The CompTIA Security+ Exam Fee Breakdown

The exam voucher for SY0-701 costs $404 through CompTIA's store. That gets you one attempt - one. If you fail, you're paying again. CompTIA's retake policy lets you attempt the exam up to three times, but there's a mandatory 14-day wait after the first fail, and the retake fee is the same $404. No discount for trying again. Statistically, a meaningful chunk of first-timers don't pass. So realistically, budget for one or two attempts. That means your exam cost alone could hit $404 to $808 before you even talk about prep materials. Plan for that possibility now, not after the fact.

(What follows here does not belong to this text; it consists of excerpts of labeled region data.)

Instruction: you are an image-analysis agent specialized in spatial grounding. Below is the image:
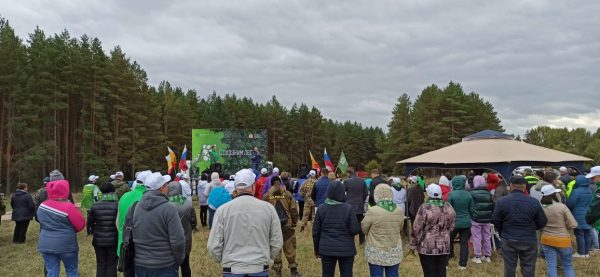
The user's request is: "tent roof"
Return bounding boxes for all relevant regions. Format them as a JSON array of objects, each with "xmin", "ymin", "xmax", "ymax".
[
  {"xmin": 397, "ymin": 139, "xmax": 591, "ymax": 164},
  {"xmin": 462, "ymin": 130, "xmax": 515, "ymax": 141}
]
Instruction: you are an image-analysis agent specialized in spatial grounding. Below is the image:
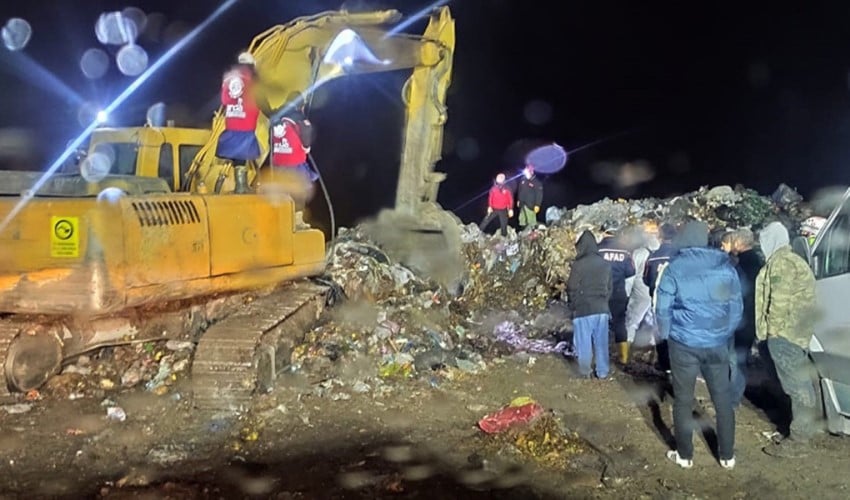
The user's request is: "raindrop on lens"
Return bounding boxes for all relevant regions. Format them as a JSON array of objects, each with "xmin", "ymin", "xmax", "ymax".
[
  {"xmin": 80, "ymin": 49, "xmax": 109, "ymax": 80},
  {"xmin": 115, "ymin": 45, "xmax": 148, "ymax": 76},
  {"xmin": 80, "ymin": 152, "xmax": 111, "ymax": 183},
  {"xmin": 121, "ymin": 7, "xmax": 148, "ymax": 34},
  {"xmin": 523, "ymin": 100, "xmax": 552, "ymax": 125},
  {"xmin": 94, "ymin": 12, "xmax": 139, "ymax": 45},
  {"xmin": 146, "ymin": 102, "xmax": 165, "ymax": 127},
  {"xmin": 2, "ymin": 17, "xmax": 32, "ymax": 50},
  {"xmin": 97, "ymin": 186, "xmax": 124, "ymax": 204},
  {"xmin": 455, "ymin": 137, "xmax": 480, "ymax": 161}
]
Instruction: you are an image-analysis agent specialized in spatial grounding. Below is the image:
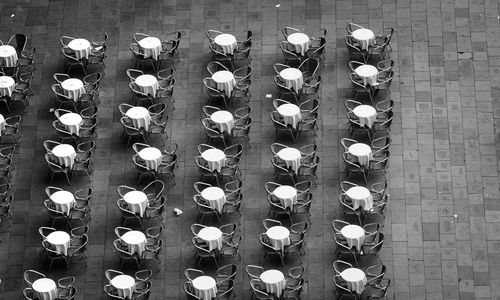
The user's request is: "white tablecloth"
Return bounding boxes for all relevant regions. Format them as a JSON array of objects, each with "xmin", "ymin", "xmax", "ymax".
[
  {"xmin": 210, "ymin": 110, "xmax": 234, "ymax": 134},
  {"xmin": 61, "ymin": 78, "xmax": 85, "ymax": 101},
  {"xmin": 346, "ymin": 186, "xmax": 373, "ymax": 210},
  {"xmin": 260, "ymin": 270, "xmax": 286, "ymax": 298},
  {"xmin": 266, "ymin": 226, "xmax": 290, "ymax": 252},
  {"xmin": 340, "ymin": 225, "xmax": 365, "ymax": 251},
  {"xmin": 352, "ymin": 28, "xmax": 375, "ymax": 50},
  {"xmin": 276, "ymin": 103, "xmax": 302, "ymax": 129},
  {"xmin": 0, "ymin": 45, "xmax": 18, "ymax": 67},
  {"xmin": 280, "ymin": 68, "xmax": 304, "ymax": 93},
  {"xmin": 198, "ymin": 226, "xmax": 222, "ymax": 251},
  {"xmin": 214, "ymin": 33, "xmax": 237, "ymax": 55},
  {"xmin": 123, "ymin": 191, "xmax": 148, "ymax": 217},
  {"xmin": 287, "ymin": 32, "xmax": 310, "ymax": 56},
  {"xmin": 109, "ymin": 275, "xmax": 135, "ymax": 299},
  {"xmin": 276, "ymin": 147, "xmax": 302, "ymax": 174},
  {"xmin": 138, "ymin": 36, "xmax": 161, "ymax": 59},
  {"xmin": 59, "ymin": 113, "xmax": 83, "ymax": 135},
  {"xmin": 31, "ymin": 278, "xmax": 57, "ymax": 300},
  {"xmin": 138, "ymin": 147, "xmax": 161, "ymax": 171},
  {"xmin": 212, "ymin": 70, "xmax": 236, "ymax": 97},
  {"xmin": 68, "ymin": 39, "xmax": 92, "ymax": 59},
  {"xmin": 50, "ymin": 191, "xmax": 75, "ymax": 215},
  {"xmin": 354, "ymin": 65, "xmax": 378, "ymax": 86},
  {"xmin": 192, "ymin": 276, "xmax": 217, "ymax": 300},
  {"xmin": 273, "ymin": 185, "xmax": 297, "ymax": 209},
  {"xmin": 46, "ymin": 231, "xmax": 71, "ymax": 255},
  {"xmin": 201, "ymin": 186, "xmax": 226, "ymax": 213},
  {"xmin": 0, "ymin": 76, "xmax": 16, "ymax": 97},
  {"xmin": 349, "ymin": 143, "xmax": 373, "ymax": 167},
  {"xmin": 352, "ymin": 105, "xmax": 377, "ymax": 128},
  {"xmin": 201, "ymin": 149, "xmax": 226, "ymax": 172},
  {"xmin": 120, "ymin": 230, "xmax": 146, "ymax": 256},
  {"xmin": 340, "ymin": 268, "xmax": 366, "ymax": 294},
  {"xmin": 125, "ymin": 106, "xmax": 151, "ymax": 131},
  {"xmin": 135, "ymin": 74, "xmax": 160, "ymax": 97}
]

Hidden Costs Nobody Mentions

Here's what nobody puts in the headline. A decent study guide - Professor Messer's notes, Darril Gibson's book, or the CompTIA official guide - runs $30 to $60. A quality practice exam bundle from ExamCompass or Jason Dion's Udemy course? Another $15 to $40. A structured video course through Udemy or Pluralsight? Budget $30 to $200 depending on whether you catch a sale. If you're studying on work time, great. If you're burning evenings and weekends, that's a real cost too - roughly 60 to 80 hours of your life. Add it all up and $500 to $900 total is a realistic, honest budget for a first-time pass.

How to Cut the Cost of CompTIA Security+

Start with your employer. Plenty of companies will cover exam vouchers - you just have to ask. Security+ is DoD 8570 compliant, so if you work anywhere near government contracts, your employer has a real incentive to pay for it. If you're a student, CompTIA's academic pricing can drop the voucher cost noticeably. CertBlaster and CompTIA's own CertMaster Learn sometimes run bundled deals that are cheaper than buying separately. For free prep, Professor Messer's YouTube series is genuinely excellent - don't skip it just because it's free. And buy your voucher through an authorized reseller like CertificationVouchers.com - you can often find 10 to 15 percent off without much effort.

Total Cost vs. Salary Uplift: Is It Worth It?

Let's do the math straight. Worst-case realistic spend: $900 total - two exam attempts plus solid study materials. Best case with employer sponsorship and free resources: under $100 out of pocket. Now the salary side. An $8,000 annual uplift works out to roughly $667 extra per month before tax. Even at the $900 worst case, you've broken even in about six weeks of your new salary. That's a genuinely strong return. Security+ isn't a cert I'd call glamorous, but the ROI math is hard to argue with - especially at the beginner level where a lot of certs cost more and pay out less. Yes, it's worth it.

◆ Frequently Asked Questions

The exam voucher for SY0-701 is $404. That's the official CompTIA price. But once you add a study guide, practice exams, and a video course, you're realistically looking at $600 to $900 total - and closer to $1,200 if you need a retake. Budget honestly from the start. If your employer will sponsor it, that changes everything, but don't assume they will without asking first.